Le Western éducatif se divise en deux catégories :

- Ceux qui ont des cartouches d’encre chargées pour la défense du Service Public d’Éducation,

- Ceux qui  creusent la tombe de ce même Service Public.

Le clivage est là. Visible en un Clint d’œil.
Je ne cherche pas les honneurs ou les palmes académiques. Je ne veux pas qu’on me tire son chapeau : le mien, je le garde, vissé entre mes deux oreilles.
Croyez pas que je joue avec le réel. Le réel, je me le Colt’in.
J’ai mes failles, mes zones d’Hombre. Pour me les faire oublier, au cours de la campagne présidentielle et au fil d’une cinquantaine de lettres j‘ai explosé ma vision du monde dont le nombril est l’Éducation, nombril de l’origine du monde de demain.
Sur la scène pédagogique, comme sur la selle, je monte sur mes grands chevaux sauvages qui ont la force de 100 Pur Sang. Je n’ai pas de portable. Quand j’y suis contraint, je suis plutôt adepte du Blueberry.
Je ne suis pas un cowboy de laboratoire. Je ne tiens pas à paresser comme un gros chat à faire de gros miaous pour avoir mon plein de croquettes et de powerpoint. J’ai ma fierté alors je  joue à Davy Crockett à Fort Alamo. Oui, plutôt Whiskey que Whiskas. Je n’ai pas besoin (et pas envie) de travailler plus Pour quelques dollars de plus. Ce qui me plaît c’est la Chevauchée Fantastique de John Ford, pas le Pisa-laid du côté des fjords scandinaves.
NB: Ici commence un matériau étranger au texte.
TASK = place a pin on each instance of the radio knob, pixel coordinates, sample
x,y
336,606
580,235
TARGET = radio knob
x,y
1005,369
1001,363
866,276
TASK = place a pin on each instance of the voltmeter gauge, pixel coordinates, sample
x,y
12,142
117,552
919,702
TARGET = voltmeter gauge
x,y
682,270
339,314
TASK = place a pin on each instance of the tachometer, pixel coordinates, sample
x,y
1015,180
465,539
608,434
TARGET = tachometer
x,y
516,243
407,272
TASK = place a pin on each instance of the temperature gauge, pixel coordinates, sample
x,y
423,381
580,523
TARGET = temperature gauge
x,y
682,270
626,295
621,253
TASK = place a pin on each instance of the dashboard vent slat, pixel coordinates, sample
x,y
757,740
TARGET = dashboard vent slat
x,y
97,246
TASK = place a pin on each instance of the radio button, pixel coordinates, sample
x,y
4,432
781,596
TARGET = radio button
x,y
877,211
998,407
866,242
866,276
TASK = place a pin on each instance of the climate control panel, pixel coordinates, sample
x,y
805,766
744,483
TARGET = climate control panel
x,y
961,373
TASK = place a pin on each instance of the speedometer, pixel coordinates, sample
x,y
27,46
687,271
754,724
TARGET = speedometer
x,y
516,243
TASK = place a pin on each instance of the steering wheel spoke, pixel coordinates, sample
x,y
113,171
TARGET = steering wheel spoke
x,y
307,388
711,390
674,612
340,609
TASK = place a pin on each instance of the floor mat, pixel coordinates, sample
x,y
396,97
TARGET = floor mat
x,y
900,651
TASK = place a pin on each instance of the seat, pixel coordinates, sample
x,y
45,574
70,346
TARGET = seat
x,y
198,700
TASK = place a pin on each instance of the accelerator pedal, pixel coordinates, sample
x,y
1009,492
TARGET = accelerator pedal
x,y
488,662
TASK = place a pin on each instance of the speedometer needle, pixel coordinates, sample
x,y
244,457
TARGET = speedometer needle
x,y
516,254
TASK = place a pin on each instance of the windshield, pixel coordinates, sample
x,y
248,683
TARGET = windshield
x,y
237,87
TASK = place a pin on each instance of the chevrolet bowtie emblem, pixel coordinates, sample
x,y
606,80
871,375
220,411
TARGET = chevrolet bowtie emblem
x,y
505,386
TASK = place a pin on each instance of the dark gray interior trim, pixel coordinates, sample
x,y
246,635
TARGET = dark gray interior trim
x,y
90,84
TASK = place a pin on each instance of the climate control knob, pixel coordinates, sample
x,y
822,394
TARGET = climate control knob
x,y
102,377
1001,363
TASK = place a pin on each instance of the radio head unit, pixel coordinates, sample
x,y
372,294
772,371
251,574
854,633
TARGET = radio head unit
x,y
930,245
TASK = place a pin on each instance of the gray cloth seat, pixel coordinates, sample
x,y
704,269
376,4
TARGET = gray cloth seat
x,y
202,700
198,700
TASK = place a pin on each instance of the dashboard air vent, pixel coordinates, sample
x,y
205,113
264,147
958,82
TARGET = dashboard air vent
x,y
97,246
Je ne cherche pas les grands esprits gris mais les grands espaces verts.
Vive ma République de Saloon, où mon cœur est battant comme une porte d’entrée. Et dans les rues tout autour on chante : “Tumble la chemise, tumble la… !”
Pour garder la foi, je crois au café qui arrache, pas à l’indien qui attache. J’ai de la tendresse pour les apaches des quartiers. Notamment parce qu’ils me font oublier la Cavalerie pédagogique : ses ordres à rebours et ses signaux d’enfumage, et, après son passage, les traces de son sabotage dans notre vallée de larmes. Mon rodéo à moi, c’est le Thoreau par les cornes.
Je ne suis pas un héros sur le retour dont le nom serait Personne. Bien qu’un peu cabot, j’ai le haro sûr. Je suis un héros adrénalinisé qui avance, avec, sous le capot, des CV sans faute ! Sans faute, comme un vote. Le face à face qui devient El dos à dos. Sans aller jusqu’à cultiver le souci, il faudra ensuite faire pousser les fleurs de méninges, chères à Moustaki.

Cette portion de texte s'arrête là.